For Hadoop we provide configuration templates for the core-site.xml
, hdfs-site.xml
, mapreduce-site.xml
, and yarn-site.xml
files. In addition, a launch script is provided to automate the deployment of Hadoop on a set of nodes.
The included configuration sets a number of paths to sensible defaults for the DAS-4, and specifies container and memory sizes that work with the DAS. Notable settings include:
- All HDFS data and data of various daemons is placed in the
/local/$USER/hadoop/
directory. - YARN is allocated 22 GB of memory per node, which is allocated in 1 GB chunks.

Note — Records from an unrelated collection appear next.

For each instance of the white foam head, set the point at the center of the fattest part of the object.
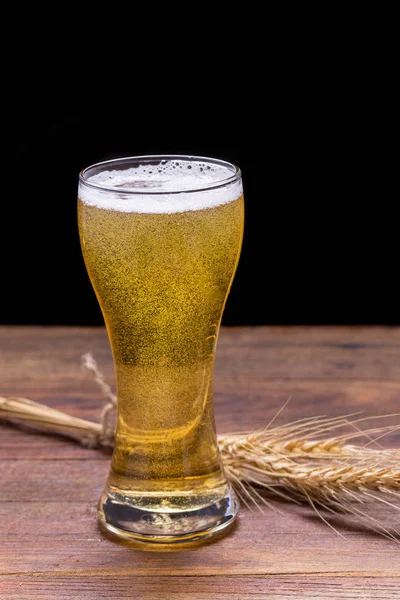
(161, 186)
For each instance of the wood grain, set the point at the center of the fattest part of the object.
(50, 544)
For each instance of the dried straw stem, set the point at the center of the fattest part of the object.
(302, 461)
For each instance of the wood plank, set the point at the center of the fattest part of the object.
(126, 587)
(63, 537)
(240, 404)
(50, 543)
(247, 352)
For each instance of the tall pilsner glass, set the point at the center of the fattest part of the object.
(161, 238)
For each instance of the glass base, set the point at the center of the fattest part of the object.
(126, 519)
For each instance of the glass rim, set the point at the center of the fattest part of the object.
(150, 158)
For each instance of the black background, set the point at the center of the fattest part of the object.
(316, 150)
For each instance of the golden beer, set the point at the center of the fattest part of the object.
(161, 263)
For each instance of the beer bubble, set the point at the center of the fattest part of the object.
(141, 189)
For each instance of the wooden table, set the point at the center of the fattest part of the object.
(50, 544)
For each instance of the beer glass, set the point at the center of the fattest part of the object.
(161, 238)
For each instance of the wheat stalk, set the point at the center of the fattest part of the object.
(291, 461)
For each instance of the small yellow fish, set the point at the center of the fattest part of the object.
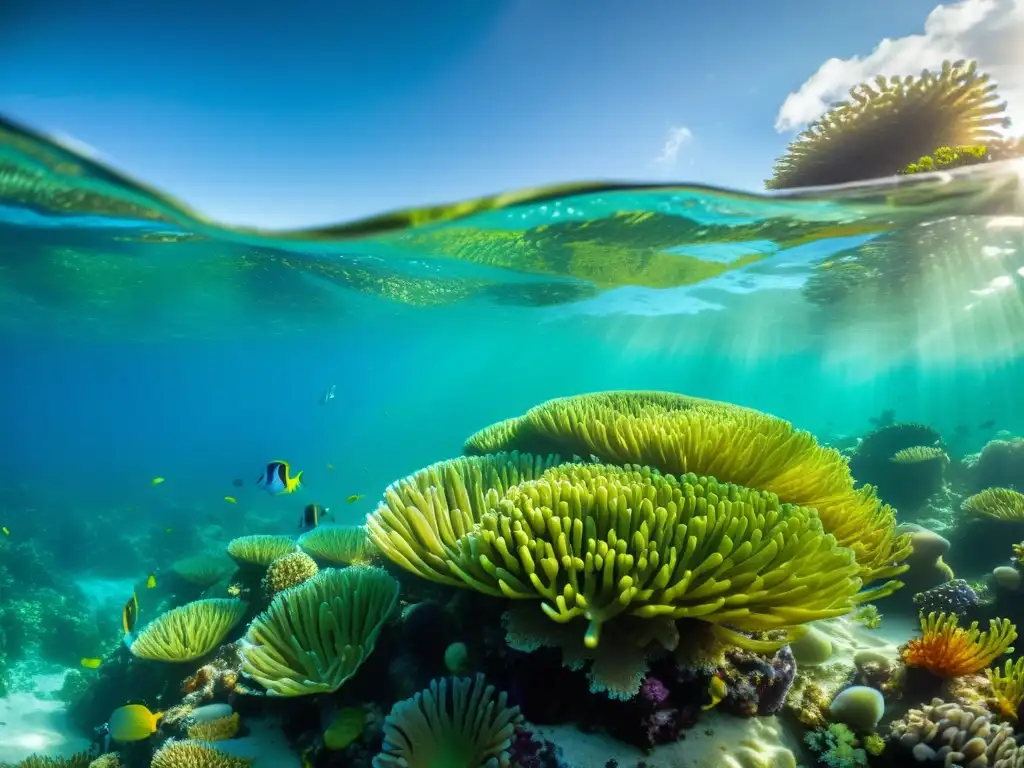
(717, 691)
(133, 723)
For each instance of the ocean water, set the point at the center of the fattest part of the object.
(139, 340)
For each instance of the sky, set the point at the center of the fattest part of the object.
(315, 112)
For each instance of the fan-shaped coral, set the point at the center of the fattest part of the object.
(313, 637)
(886, 125)
(289, 570)
(1008, 687)
(260, 550)
(948, 650)
(204, 569)
(188, 632)
(679, 434)
(997, 504)
(470, 728)
(340, 545)
(177, 754)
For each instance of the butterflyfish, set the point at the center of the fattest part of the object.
(128, 617)
(133, 723)
(717, 691)
(311, 515)
(278, 478)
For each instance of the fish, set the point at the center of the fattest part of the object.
(278, 479)
(311, 515)
(133, 723)
(129, 614)
(329, 395)
(717, 691)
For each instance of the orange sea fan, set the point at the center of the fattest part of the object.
(948, 650)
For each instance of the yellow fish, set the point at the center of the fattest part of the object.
(133, 723)
(717, 691)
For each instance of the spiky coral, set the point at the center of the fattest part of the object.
(677, 434)
(469, 728)
(341, 545)
(289, 570)
(175, 754)
(188, 632)
(313, 637)
(887, 124)
(997, 504)
(259, 550)
(948, 650)
(1008, 687)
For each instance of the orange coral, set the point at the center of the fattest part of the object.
(948, 650)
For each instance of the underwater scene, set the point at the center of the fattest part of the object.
(589, 475)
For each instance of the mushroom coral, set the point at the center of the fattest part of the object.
(678, 434)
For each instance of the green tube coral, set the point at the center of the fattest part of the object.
(314, 636)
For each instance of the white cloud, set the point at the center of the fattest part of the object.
(990, 32)
(678, 135)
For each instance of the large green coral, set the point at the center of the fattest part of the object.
(890, 123)
(678, 434)
(597, 541)
(314, 636)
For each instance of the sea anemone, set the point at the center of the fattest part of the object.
(947, 650)
(890, 123)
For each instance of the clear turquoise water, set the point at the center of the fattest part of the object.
(139, 340)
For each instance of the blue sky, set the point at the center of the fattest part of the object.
(313, 112)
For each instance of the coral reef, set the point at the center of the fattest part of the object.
(890, 123)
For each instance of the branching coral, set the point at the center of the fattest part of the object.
(997, 504)
(340, 545)
(313, 637)
(886, 125)
(188, 632)
(1008, 687)
(678, 434)
(469, 728)
(259, 550)
(176, 754)
(948, 650)
(289, 570)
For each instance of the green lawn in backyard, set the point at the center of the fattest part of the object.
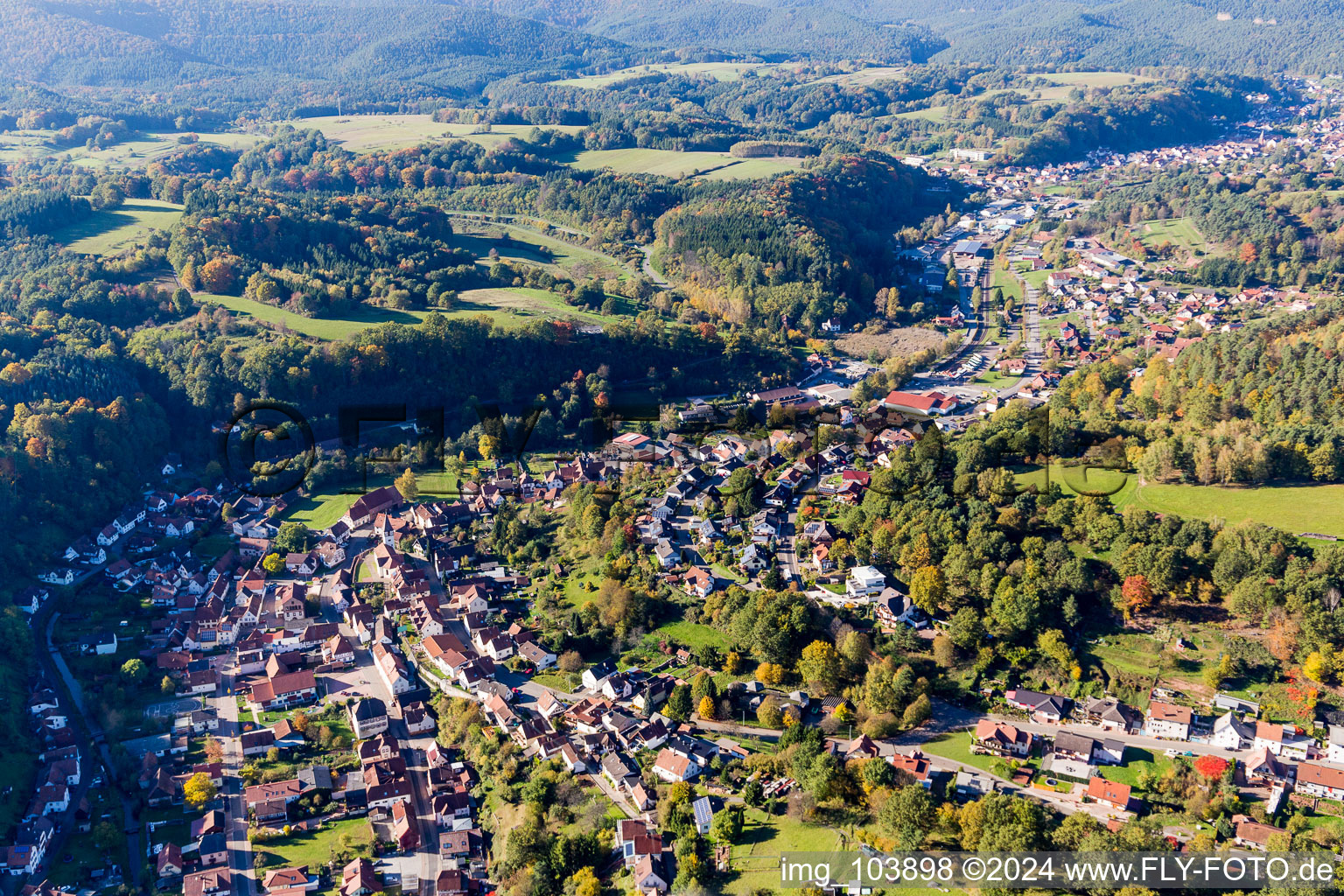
(324, 328)
(694, 635)
(932, 113)
(321, 509)
(1178, 231)
(115, 230)
(315, 848)
(84, 850)
(756, 856)
(1136, 760)
(1011, 286)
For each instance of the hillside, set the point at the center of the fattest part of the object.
(388, 49)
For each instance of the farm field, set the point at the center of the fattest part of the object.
(1010, 285)
(1178, 231)
(509, 306)
(115, 230)
(515, 304)
(932, 113)
(1095, 78)
(315, 848)
(752, 170)
(22, 145)
(316, 326)
(320, 511)
(667, 163)
(1294, 508)
(717, 70)
(900, 340)
(523, 245)
(692, 634)
(366, 133)
(756, 856)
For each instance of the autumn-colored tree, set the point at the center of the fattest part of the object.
(944, 650)
(217, 276)
(770, 673)
(1138, 594)
(1211, 767)
(820, 665)
(408, 485)
(769, 713)
(928, 589)
(15, 374)
(200, 790)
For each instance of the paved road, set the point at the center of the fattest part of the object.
(235, 812)
(88, 734)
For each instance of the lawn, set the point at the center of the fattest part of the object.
(366, 133)
(1178, 231)
(511, 306)
(937, 115)
(694, 635)
(667, 163)
(1294, 508)
(957, 747)
(1136, 762)
(324, 328)
(115, 230)
(756, 856)
(1010, 285)
(752, 170)
(315, 848)
(523, 243)
(320, 511)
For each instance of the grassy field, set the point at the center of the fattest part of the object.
(717, 70)
(558, 256)
(366, 133)
(516, 303)
(1178, 231)
(333, 328)
(756, 856)
(511, 306)
(692, 634)
(933, 113)
(315, 848)
(115, 230)
(1136, 760)
(321, 509)
(25, 145)
(1010, 285)
(667, 163)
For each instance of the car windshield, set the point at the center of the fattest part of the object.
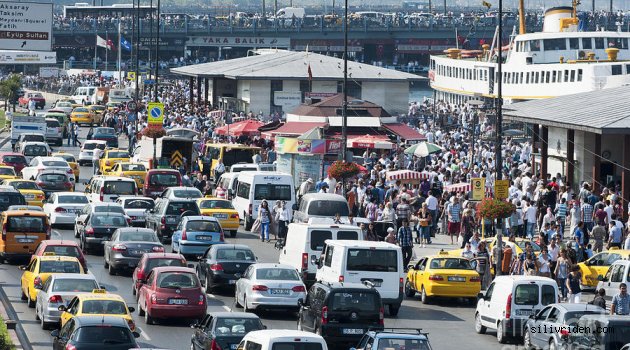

- MapReduce is configured to use 2 GB per mapper and 4 GB per reducer, of which 512 MB per task is reserved for I/O buffers.
The launch-hadoop-2.4
script can be used to deploy a Hadoop 2.4 cluster. The script takes as its inputs the directory containing a hadoop distribution, and a list of master node IP and slave node IPs. On each node the /local/$USER/hadoop/
directory is cleared to ensure that a new, empty HDFS deployment can be set up. Afterwards, both HDFS and YARN are deployed to the specified nodes. For example, to deploy Hadoop on a set of nodes reserved using preserve
, run from the root of this repository:
# Warning: this will wipe /local/$USER/hadoop/ on all reserved nodes!
bin/preserve-to-node-ips | hadoop/launch-hadoop-2.4 $HADOOP_HOME
Note that $HADOOP_HOME
must point to the root of a Hadoop 2.4 distribution, and must be on a network-mounted filesystem that is accesible in the same directory on all nodes, such as your home directory or /var/scratch/
.